Oldies On The Flame: La gran obra maestra de The Moody Blues

17 04 2011

Tras unas semanas en barbecho obligatorio, es hora de volver de nuevo la vista atrás; y posar los ojos (y el oído) en una de las grandes obras maestras de los 60. “Days of Future Passed” (67, Deram Records) no es un disco cualquiera. En su época no pasó desapercibido, por las altas dosis de riesgo asumidas en su elaboración y por dar una voltereta completa al concepto conocido del rock. Incluso en nuestros días, estos días en los que parece que ya hemos visto todo, en los que maquinitas como el ProTools hacen posibles los imposibles y los géneros se funden en una sola cosa por inercia, sorprende ver cómo la música sinfónica y el rock pueden llegar a unirse formando un solo cuerpo. Un abrazo fraternal. Un beso de película. 

The Moody Blues nacieron para grabar este disco. No importa que su carrera se haya dilatado incansable (y casi ininterrumpidamente) hasta nuestros días. Este es su disco mayúsculo, “el disco” sin más. El disco por el que son y serán recordados y envidiados. Porque muchas bandas pueden presumir de álbumes eternos, legendarios, impepinables y decisivos en la historia de este o aquel estilo, género o corriente. Pero pocas bandas tienen en su haber un disco como este, pleno, de una pieza, aceptado por unanimidad pese a su carácter marcadamente friki. O en lugar de friki, digamos visionario, experimental.
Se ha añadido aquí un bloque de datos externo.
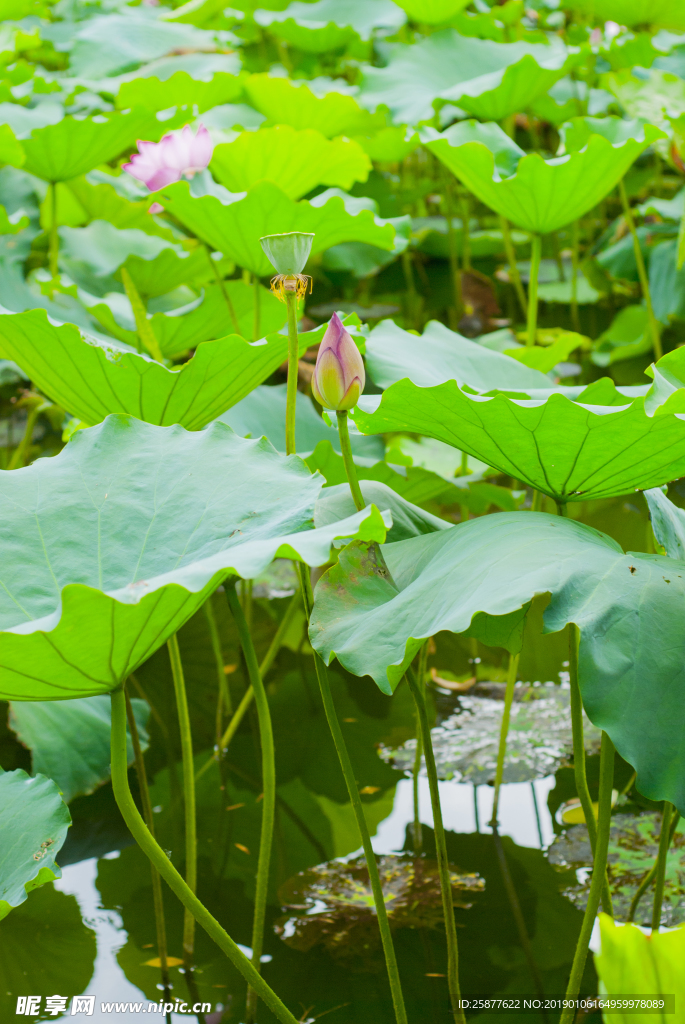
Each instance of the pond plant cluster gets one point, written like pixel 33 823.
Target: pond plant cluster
pixel 342 436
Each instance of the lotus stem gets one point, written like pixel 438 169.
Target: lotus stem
pixel 266 664
pixel 143 327
pixel 513 266
pixel 575 241
pixel 536 253
pixel 598 876
pixel 53 239
pixel 188 793
pixel 649 877
pixel 452 246
pixel 158 898
pixel 664 843
pixel 654 327
pixel 18 458
pixel 268 783
pixel 417 687
pixel 348 460
pixel 224 292
pixel 579 756
pixel 293 352
pixel 504 731
pixel 357 808
pixel 161 861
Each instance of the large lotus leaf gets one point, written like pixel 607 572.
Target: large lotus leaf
pixel 440 354
pixel 70 739
pixel 537 195
pixel 330 25
pixel 566 450
pixel 300 104
pixel 628 607
pixel 45 947
pixel 263 413
pixel 74 146
pixel 104 247
pixel 111 43
pixel 127 531
pixel 179 90
pixel 432 11
pixel 34 819
pixel 211 318
pixel 296 161
pixel 657 13
pixel 234 228
pixel 91 379
pixel 471 73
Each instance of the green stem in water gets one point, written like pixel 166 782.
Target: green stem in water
pixel 156 854
pixel 268 783
pixel 256 325
pixel 598 876
pixel 536 253
pixel 18 458
pixel 269 657
pixel 504 731
pixel 142 325
pixel 188 793
pixel 579 756
pixel 513 266
pixel 293 353
pixel 664 843
pixel 357 807
pixel 575 233
pixel 348 461
pixel 417 688
pixel 649 877
pixel 53 240
pixel 654 327
pixel 158 899
pixel 224 292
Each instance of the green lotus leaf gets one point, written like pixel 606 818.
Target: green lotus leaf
pixel 570 451
pixel 128 530
pixel 112 43
pixel 34 820
pixel 91 379
pixel 210 320
pixel 296 161
pixel 439 355
pixel 489 80
pixel 432 11
pixel 179 90
pixel 263 413
pixel 74 146
pixel 319 105
pixel 479 577
pixel 330 25
pixel 104 247
pixel 659 13
pixel 234 228
pixel 70 739
pixel 539 195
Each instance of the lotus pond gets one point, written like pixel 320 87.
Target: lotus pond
pixel 342 511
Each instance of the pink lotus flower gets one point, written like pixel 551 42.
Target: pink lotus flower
pixel 339 376
pixel 180 154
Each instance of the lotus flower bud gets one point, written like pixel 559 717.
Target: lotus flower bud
pixel 288 253
pixel 339 376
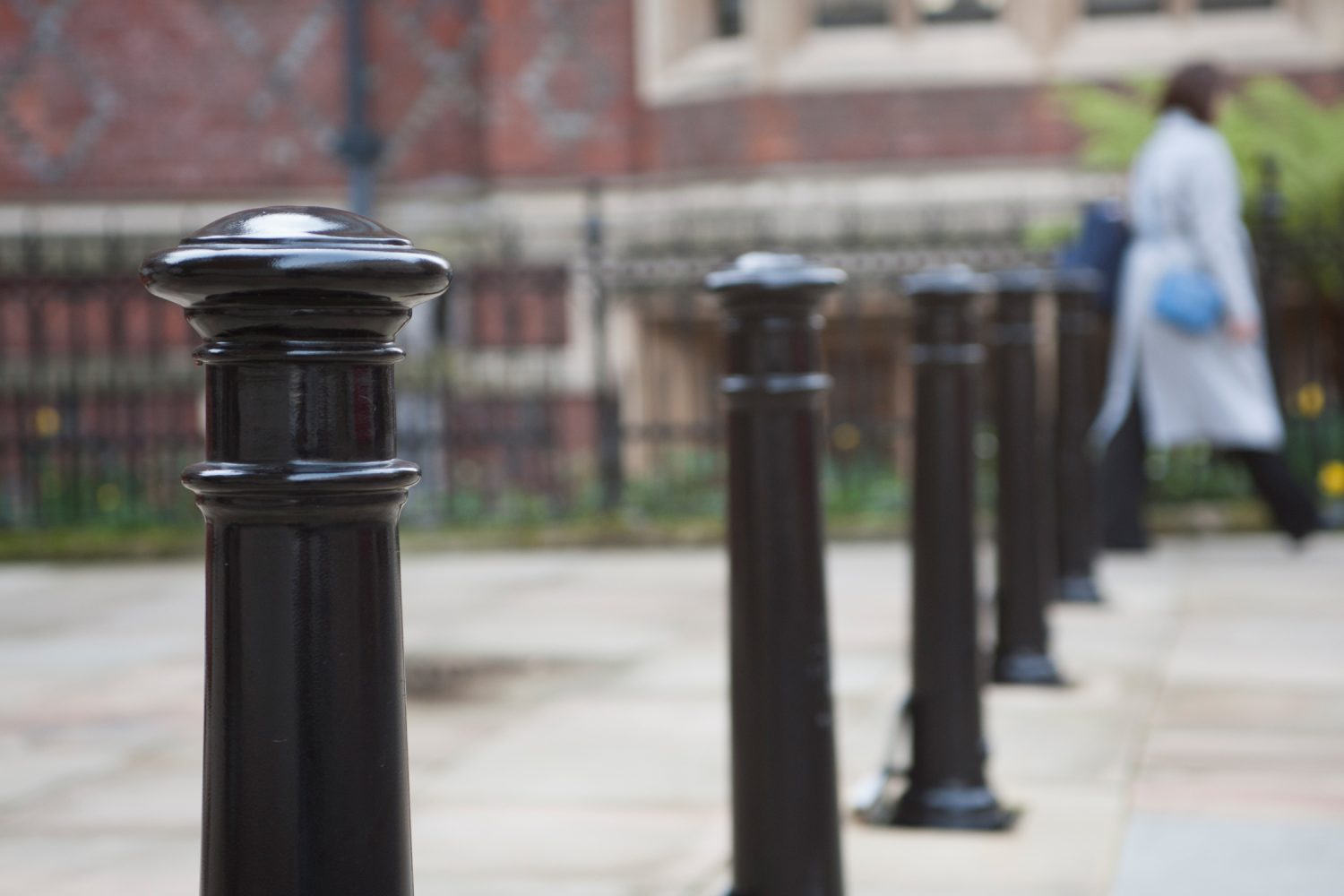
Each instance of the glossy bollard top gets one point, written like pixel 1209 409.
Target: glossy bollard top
pixel 300 271
pixel 306 772
pixel 771 271
pixel 785 829
pixel 771 328
pixel 298 308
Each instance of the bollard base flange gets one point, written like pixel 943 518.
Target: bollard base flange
pixel 948 807
pixel 1026 668
pixel 1078 589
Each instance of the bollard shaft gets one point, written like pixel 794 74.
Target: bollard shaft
pixel 1078 525
pixel 946 778
pixel 306 777
pixel 787 839
pixel 1021 649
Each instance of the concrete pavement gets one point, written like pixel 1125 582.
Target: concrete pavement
pixel 569 727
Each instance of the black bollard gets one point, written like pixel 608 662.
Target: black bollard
pixel 1078 522
pixel 1021 653
pixel 946 777
pixel 306 780
pixel 785 823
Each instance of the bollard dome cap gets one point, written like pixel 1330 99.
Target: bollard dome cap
pixel 1024 280
pixel 773 271
pixel 951 281
pixel 296 255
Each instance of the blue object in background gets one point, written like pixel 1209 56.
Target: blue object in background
pixel 1101 246
pixel 1190 301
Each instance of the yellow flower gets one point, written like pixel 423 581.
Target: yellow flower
pixel 1332 478
pixel 1311 401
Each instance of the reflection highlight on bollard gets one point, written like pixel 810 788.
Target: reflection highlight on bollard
pixel 945 782
pixel 306 777
pixel 1078 521
pixel 1021 649
pixel 785 820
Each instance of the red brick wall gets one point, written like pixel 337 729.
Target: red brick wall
pixel 906 125
pixel 188 97
pixel 559 88
pixel 206 97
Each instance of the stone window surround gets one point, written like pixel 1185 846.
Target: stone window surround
pixel 1031 42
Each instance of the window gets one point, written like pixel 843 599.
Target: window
pixel 953 11
pixel 1217 5
pixel 728 18
pixel 841 13
pixel 1123 7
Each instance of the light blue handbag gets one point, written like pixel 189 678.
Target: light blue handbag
pixel 1190 301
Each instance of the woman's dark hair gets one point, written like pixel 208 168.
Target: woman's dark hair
pixel 1193 89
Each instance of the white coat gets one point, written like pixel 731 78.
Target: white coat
pixel 1185 209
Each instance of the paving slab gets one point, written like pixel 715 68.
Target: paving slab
pixel 569 727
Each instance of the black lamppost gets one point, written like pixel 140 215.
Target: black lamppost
pixel 359 145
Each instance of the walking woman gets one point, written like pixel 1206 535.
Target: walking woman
pixel 1174 381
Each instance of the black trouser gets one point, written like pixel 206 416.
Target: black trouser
pixel 1292 505
pixel 1124 485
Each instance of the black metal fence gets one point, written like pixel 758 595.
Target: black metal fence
pixel 577 384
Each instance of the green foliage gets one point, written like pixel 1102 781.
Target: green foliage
pixel 1269 118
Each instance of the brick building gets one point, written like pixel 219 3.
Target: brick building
pixel 151 117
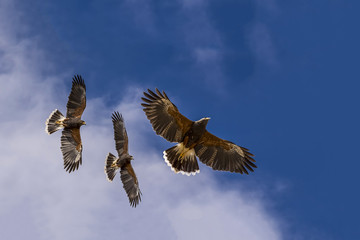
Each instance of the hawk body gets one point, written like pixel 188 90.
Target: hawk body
pixel 122 163
pixel 71 146
pixel 193 138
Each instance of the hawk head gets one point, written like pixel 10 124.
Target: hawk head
pixel 203 121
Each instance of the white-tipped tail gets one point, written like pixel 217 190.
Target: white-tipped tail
pixel 54 122
pixel 110 167
pixel 181 160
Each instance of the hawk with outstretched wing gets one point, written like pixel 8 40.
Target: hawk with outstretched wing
pixel 193 140
pixel 123 162
pixel 71 146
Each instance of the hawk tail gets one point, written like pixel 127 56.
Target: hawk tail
pixel 54 122
pixel 182 160
pixel 110 167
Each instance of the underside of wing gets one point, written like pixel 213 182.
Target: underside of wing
pixel 77 98
pixel 120 134
pixel 164 116
pixel 71 149
pixel 130 184
pixel 223 155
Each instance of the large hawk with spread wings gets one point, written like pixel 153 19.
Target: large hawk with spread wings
pixel 123 162
pixel 193 140
pixel 71 146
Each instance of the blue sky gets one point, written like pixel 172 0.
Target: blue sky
pixel 277 77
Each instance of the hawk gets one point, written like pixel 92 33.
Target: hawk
pixel 123 162
pixel 193 140
pixel 71 146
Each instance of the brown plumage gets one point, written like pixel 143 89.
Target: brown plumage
pixel 123 162
pixel 193 138
pixel 71 146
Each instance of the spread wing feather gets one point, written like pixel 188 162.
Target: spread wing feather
pixel 120 134
pixel 77 98
pixel 164 116
pixel 224 155
pixel 71 149
pixel 130 184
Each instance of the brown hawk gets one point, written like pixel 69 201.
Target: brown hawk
pixel 71 146
pixel 123 162
pixel 193 138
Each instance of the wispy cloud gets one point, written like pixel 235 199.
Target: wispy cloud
pixel 45 202
pixel 204 42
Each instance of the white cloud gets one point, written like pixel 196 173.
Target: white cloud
pixel 40 200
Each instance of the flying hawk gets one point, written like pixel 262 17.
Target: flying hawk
pixel 123 162
pixel 71 146
pixel 193 140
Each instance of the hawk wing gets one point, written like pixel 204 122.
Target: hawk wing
pixel 224 155
pixel 77 98
pixel 164 116
pixel 120 134
pixel 130 184
pixel 71 148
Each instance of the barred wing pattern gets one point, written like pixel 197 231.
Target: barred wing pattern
pixel 224 155
pixel 77 98
pixel 71 148
pixel 164 116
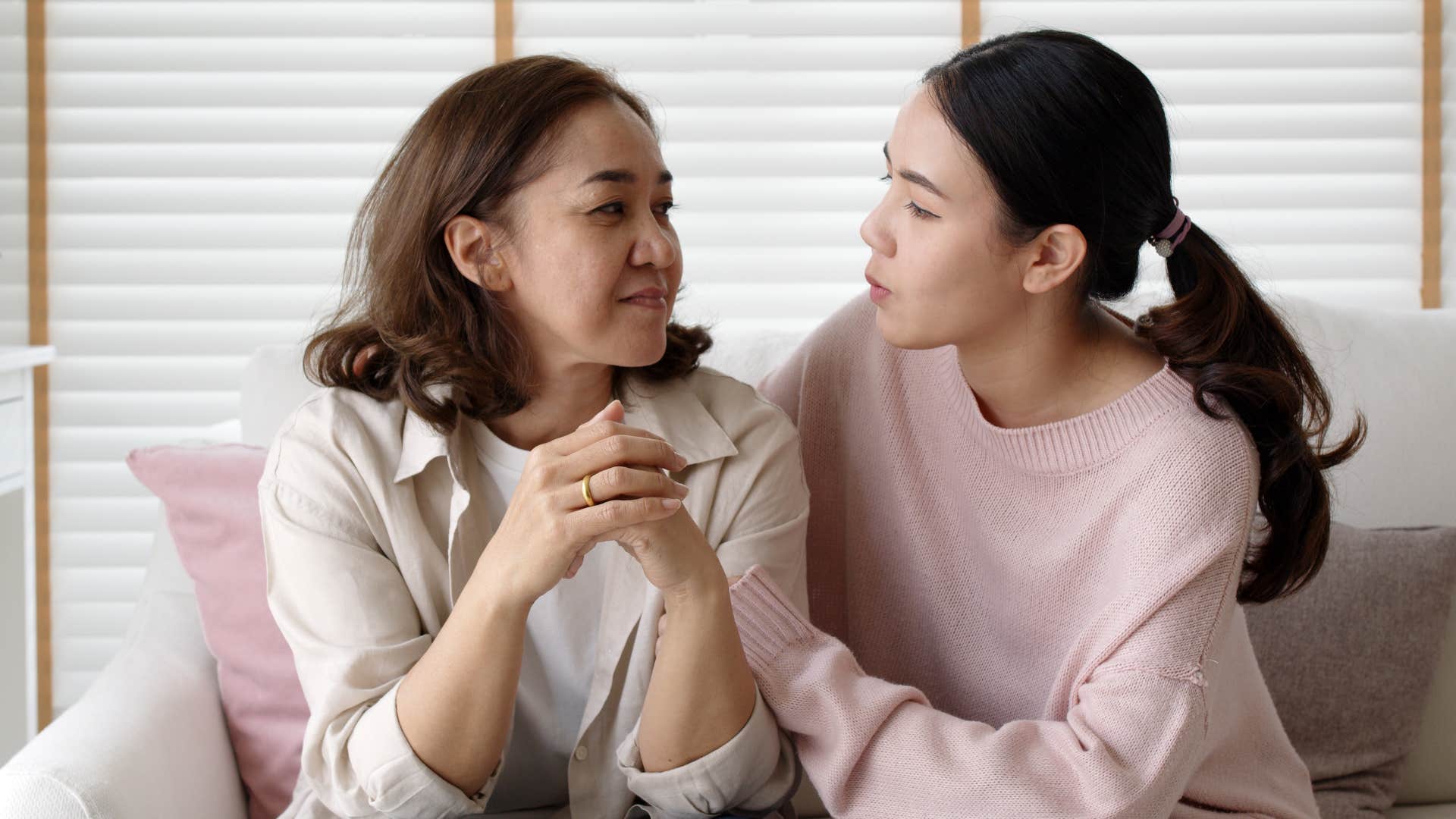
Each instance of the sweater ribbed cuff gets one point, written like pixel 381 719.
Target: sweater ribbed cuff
pixel 767 623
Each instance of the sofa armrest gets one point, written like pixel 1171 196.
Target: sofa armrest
pixel 146 741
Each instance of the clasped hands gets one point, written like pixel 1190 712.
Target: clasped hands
pixel 606 482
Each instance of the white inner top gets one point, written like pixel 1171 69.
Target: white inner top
pixel 557 664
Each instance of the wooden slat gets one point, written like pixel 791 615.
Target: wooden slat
pixel 39 334
pixel 970 22
pixel 504 30
pixel 1432 156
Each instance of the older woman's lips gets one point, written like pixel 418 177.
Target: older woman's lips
pixel 650 299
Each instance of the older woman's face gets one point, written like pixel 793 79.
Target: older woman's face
pixel 595 262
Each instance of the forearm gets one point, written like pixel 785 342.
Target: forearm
pixel 702 691
pixel 456 703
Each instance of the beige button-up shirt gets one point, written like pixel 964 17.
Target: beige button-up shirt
pixel 362 577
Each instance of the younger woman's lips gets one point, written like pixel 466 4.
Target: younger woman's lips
pixel 877 290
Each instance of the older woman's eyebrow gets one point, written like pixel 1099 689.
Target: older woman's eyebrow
pixel 623 177
pixel 916 178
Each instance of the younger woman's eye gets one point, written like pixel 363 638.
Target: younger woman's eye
pixel 919 212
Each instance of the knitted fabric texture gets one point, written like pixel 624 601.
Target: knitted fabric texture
pixel 1015 621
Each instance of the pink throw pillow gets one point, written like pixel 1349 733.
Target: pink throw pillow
pixel 210 494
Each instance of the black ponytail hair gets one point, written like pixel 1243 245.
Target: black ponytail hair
pixel 1072 133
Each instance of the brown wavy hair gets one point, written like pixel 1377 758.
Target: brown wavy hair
pixel 1072 133
pixel 406 318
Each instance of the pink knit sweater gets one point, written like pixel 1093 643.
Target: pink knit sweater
pixel 1015 621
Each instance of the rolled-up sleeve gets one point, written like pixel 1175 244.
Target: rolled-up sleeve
pixel 354 630
pixel 746 773
pixel 758 770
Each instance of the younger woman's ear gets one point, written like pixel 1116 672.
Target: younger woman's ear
pixel 473 254
pixel 1057 253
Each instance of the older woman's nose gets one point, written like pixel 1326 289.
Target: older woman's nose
pixel 654 246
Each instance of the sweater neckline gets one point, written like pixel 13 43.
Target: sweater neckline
pixel 1071 444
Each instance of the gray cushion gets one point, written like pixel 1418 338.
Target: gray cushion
pixel 1350 659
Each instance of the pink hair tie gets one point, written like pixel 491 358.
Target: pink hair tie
pixel 1171 237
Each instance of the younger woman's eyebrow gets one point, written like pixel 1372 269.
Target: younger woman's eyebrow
pixel 623 177
pixel 916 178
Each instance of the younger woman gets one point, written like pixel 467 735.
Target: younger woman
pixel 1030 529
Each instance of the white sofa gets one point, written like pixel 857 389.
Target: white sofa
pixel 147 739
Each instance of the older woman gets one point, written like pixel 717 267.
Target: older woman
pixel 503 391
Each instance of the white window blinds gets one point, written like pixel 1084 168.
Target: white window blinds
pixel 1296 130
pixel 14 168
pixel 206 164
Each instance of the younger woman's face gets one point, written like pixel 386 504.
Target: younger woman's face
pixel 944 273
pixel 593 262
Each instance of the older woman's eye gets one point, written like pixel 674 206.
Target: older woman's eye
pixel 919 212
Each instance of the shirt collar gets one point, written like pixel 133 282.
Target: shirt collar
pixel 667 409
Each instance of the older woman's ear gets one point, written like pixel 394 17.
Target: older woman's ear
pixel 473 254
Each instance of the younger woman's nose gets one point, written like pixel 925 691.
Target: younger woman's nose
pixel 877 234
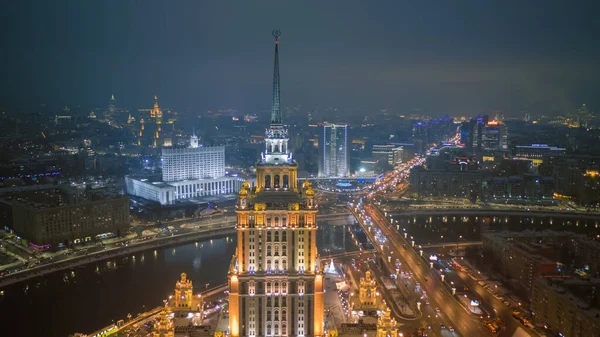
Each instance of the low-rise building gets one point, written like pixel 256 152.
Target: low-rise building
pixel 390 154
pixel 166 193
pixel 60 215
pixel 520 261
pixel 446 183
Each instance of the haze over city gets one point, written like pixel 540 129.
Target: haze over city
pixel 440 58
pixel 299 169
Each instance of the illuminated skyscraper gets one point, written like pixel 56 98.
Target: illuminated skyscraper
pixel 334 154
pixel 275 281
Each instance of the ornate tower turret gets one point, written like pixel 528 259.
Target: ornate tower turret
pixel 386 325
pixel 243 195
pixel 275 270
pixel 368 292
pixel 164 327
pixel 183 293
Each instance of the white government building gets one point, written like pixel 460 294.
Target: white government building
pixel 191 172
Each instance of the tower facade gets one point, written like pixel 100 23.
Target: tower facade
pixel 386 325
pixel 183 293
pixel 275 281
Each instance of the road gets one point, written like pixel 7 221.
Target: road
pixel 430 317
pixel 464 322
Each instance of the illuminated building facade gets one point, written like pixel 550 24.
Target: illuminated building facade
pixel 386 325
pixel 390 154
pixel 51 216
pixel 334 154
pixel 275 281
pixel 193 163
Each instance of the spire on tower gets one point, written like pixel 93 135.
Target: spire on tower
pixel 276 109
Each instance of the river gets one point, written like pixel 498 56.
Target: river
pixel 90 297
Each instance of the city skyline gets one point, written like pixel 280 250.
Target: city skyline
pixel 431 62
pixel 413 170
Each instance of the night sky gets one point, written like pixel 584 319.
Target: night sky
pixel 456 57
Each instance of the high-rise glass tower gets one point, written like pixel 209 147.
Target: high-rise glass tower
pixel 334 155
pixel 275 281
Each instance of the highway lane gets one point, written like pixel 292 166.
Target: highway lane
pixel 429 318
pixel 437 294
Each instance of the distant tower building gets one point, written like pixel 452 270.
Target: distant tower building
pixel 156 111
pixel 420 136
pixel 275 280
pixel 194 140
pixel 584 116
pixel 368 293
pixel 334 153
pixel 183 293
pixel 193 163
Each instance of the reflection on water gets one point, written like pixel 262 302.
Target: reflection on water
pixel 87 298
pixel 90 297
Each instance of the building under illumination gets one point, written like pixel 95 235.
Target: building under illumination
pixel 275 281
pixel 191 172
pixel 334 155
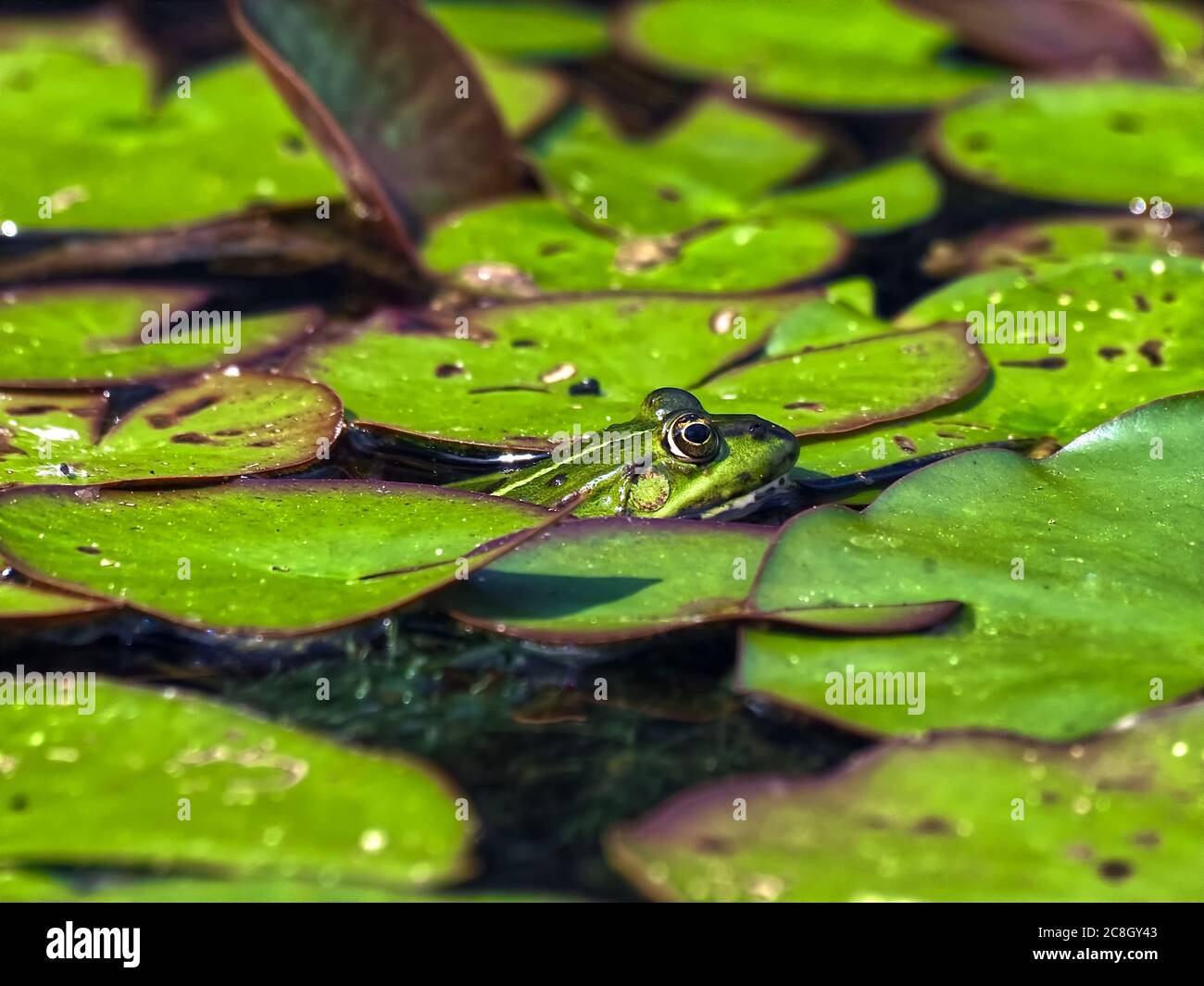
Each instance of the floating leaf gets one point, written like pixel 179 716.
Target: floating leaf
pixel 711 164
pixel 1051 36
pixel 1106 143
pixel 822 53
pixel 277 557
pixel 215 428
pixel 32 604
pixel 601 580
pixel 377 85
pixel 961 818
pixel 528 245
pixel 1127 340
pixel 512 383
pixel 880 199
pixel 112 157
pixel 83 335
pixel 260 798
pixel 521 29
pixel 1030 244
pixel 1072 621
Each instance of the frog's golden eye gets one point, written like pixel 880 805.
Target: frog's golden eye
pixel 690 437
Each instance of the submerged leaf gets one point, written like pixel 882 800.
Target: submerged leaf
pixel 276 557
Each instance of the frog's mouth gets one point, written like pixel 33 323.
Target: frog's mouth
pixel 746 504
El proyecto es bastante sencillo a priori: crear una sinfonía rock pero delimitando muy bien dónde empieza lo clásico y dónde lo popular. Así, en este álbum la música orquestal y el rock se suceden y se complementan, quedando cada una en su sitio pero formando un conjunto indivisible. El resultado resulta abrumador: una mano mágica hace que ambas vertientes se conecten con tanto acierto que apenas se percibe el cambio de un extremo al otro. Un cruce entre los valses de Johan Strauss, las bandas sonoras de Leonard Bernstein o John Williams y la psicodelia en boga. “Days of Future Passed” debería haber sido una adaptación de “La sinfonía del nuevo mundo” del compositor checo Antonin Dvorák . Y sin embargo, finalmente se convirtió en otra sinfonía para otro mundo: la de The Moody Blues abriendo puertas al desarrollo del rock progresivo.

La estructura del álbum también se inspira en la música clásica y las bandas sonoras. La temática es describir lo más simbólicamente posible el acontecer rutinario en un día cualquiera. Así, “The Day Begins” introduce el resto del disco, como obertura orquestal en forma de medley. Y a partir de ahí se suceden por este orden (toma, el único orden posible) el amanecer, la mañana, la hora de comer, la media tarde, la tarde y la noche. Como el inicio de una jornada nunca puede ser violento, “Dawn Is a Feeling” aborda un amanecer romántico y tranquilo. Con la mañana entrada de lleno, las constantes se aceleran al ritmo juguetón de flautín de “Another Morning”. A la hora de comer o lunch break el motor ya funciona y “Peak Hour”, con su aroma R&B, describe el momento álgido del día. Y a partir de aquí llega lo verdaderamente bueno: agárrate que vienen curvas. La media tarde llega con dos temas muy beatlelianos: “Forever Afternoon (Tuesday?)” (también conocida como “Tuesday Afternoon”) y “(Evening) Time To Get Away”. El atardecer y la noche representan los momentos más majestuosos del álbum. Con la exótica “The Sunset” y sus embriagadoras partes orquestales el sol empieza a caer, y el cosmos se empieza a hacer visible con “Twilight Time”. Y al fin, la noche. Y al fin, la canción que posiblemente dio todo su crédito a la banda de Birmingham. Y al fin, las noches de blanco satén. Qué duda cabe que estamos ante unas de las canciones más opinadas, radiadas, tarareadas, versionadas de la historia. “Nights In White Satin” no es solo la balada de amor empalagosa y rancia que algunos nos quisieron hacer creer. Es una canción completa, envuelta en un dramatismo sin estridencias, donde la London Festival Orchestra y la banda de rock se enamoran, se besan y se funden definitivamente en ese cuerpo único.

Si “Sgt. Pepper´s Lonely Hearts Club Band”, “Their Satanic Majesties Request”, “Are You Experienced?”, “Strange Days”, “After Bathing at Baxter´s”, “The Pipper at The Gates of Dawn”, “Disraeli Gears” o “The Velvet Underground & Nico” fueron oro fino en 1967, “Days of Future Passed” puede situarse entre ellos con todos los honores. Jesús santísimo, ¿por qué no viviría yo en aquella época?.